Inspired from the life of Poorna Malavath, from a hard-up tribal family in Telengana, who became the youngest girl to scale Mount Everest, Poorna is not downbeat as most narratives of poverty are wont to. There’s a steady strain of hope, warmth and goodness.

Even in the face of the most ugly problems and injustices of life Poorna gets the support of many good souls. Far too many good ones actually to stretch this writer’s cynicism. There is a determined heroine at the centre, the familiar and obvious “underdog winning the day with sheer grit and determination” blueprint of sports films (didn’t we see Phiona in Queen of Katwe just a few months back), the righteous tagline—“Ladkiyan kuchh bhi kar sakti hain (Girls can do anything)”—and all round earnestness and contrivances aplenty. All of them could have easily detracted but the film has a genuine, gentle, heartfelt core that keeps the audience emotionally invested. It is elevated by its sheer simplicity, restraint and an overpowering vibe of empathy.

Much of it stems from the lead roles and performances. There are no false notes here. And it’s not to do with Aditi Inamdar’s sincere and persuasive turn as Poorna alone. There’s also the irresistible S.Mariya as her feisty confidante and cousin Priya. Their camaraderie and deep bonding is so real and credible that you can’t help not feel for them.

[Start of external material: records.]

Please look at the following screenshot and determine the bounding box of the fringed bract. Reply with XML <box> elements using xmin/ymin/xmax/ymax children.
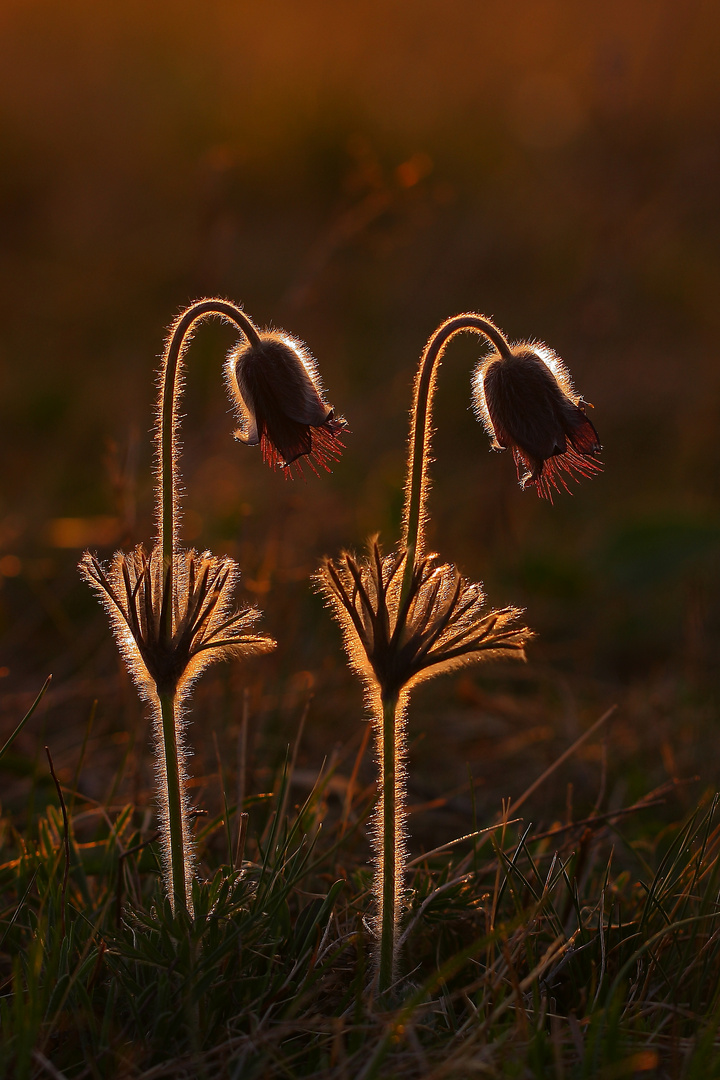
<box><xmin>80</xmin><ymin>544</ymin><xmax>275</xmax><ymax>698</ymax></box>
<box><xmin>317</xmin><ymin>541</ymin><xmax>532</xmax><ymax>696</ymax></box>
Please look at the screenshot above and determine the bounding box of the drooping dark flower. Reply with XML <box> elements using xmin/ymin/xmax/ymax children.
<box><xmin>317</xmin><ymin>541</ymin><xmax>533</xmax><ymax>698</ymax></box>
<box><xmin>80</xmin><ymin>544</ymin><xmax>275</xmax><ymax>700</ymax></box>
<box><xmin>473</xmin><ymin>342</ymin><xmax>602</xmax><ymax>502</ymax></box>
<box><xmin>226</xmin><ymin>332</ymin><xmax>345</xmax><ymax>472</ymax></box>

There’s something equally compelling in Poorna’s relationship with the empathetic bureaucrat Dr R. S. Praveen Kumar (Rahul Bose), the man who shapes her life. The IPS officer, who opts to work in social welfare department, shares a deep affection with Poorna despite a cordial, respectful distance. What’s most heartening is the unprompted egalitarianism underlining it. He might be the guiding light but the choice to her future lies entirely with Poorna. “The decision is yours, no one else’s,” he tells her.

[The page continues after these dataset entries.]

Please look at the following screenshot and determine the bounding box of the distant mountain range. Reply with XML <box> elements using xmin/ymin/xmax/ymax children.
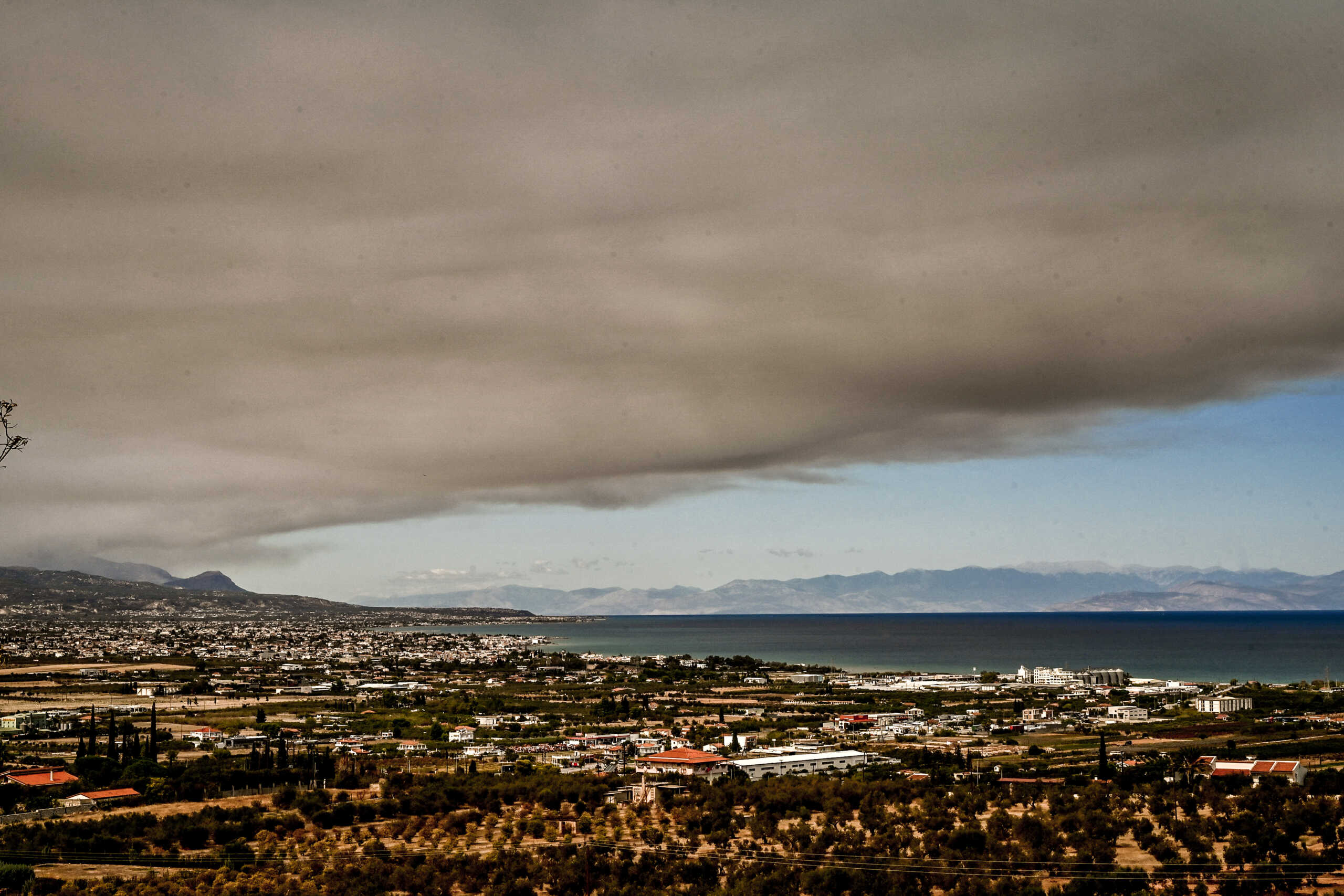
<box><xmin>18</xmin><ymin>557</ymin><xmax>1344</xmax><ymax>615</ymax></box>
<box><xmin>363</xmin><ymin>564</ymin><xmax>1344</xmax><ymax>615</ymax></box>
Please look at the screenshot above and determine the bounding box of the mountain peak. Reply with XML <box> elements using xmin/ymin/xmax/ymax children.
<box><xmin>164</xmin><ymin>570</ymin><xmax>251</xmax><ymax>594</ymax></box>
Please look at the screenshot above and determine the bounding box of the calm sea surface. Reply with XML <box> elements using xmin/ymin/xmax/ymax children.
<box><xmin>406</xmin><ymin>613</ymin><xmax>1344</xmax><ymax>682</ymax></box>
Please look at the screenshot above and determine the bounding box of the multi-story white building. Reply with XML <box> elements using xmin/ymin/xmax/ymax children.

It’s good to note, Bose coming a full circle of sorts with his second directorial venture – from first being introduced to him as an actor — the young, urbane bureaucrat lost in small town India in Dev Benegal’s English, August (1994) based on the Upamanyu Chatterjee novel. In Poorna that idealistic civil servant gets more surefooted with the inescapable chaos of a young mountaineer’s journey.

Despite the low budget Poorna does a fair, if not extraordinary, job of bringing mountaineering on to the big screen. But then the film is equally, if not more, about neglected towns like Pakala and Bhongir. And scaling impossible heights is ultimately a metaphor—about becoming the vital road that can link these forsaken boondocks with civilisation.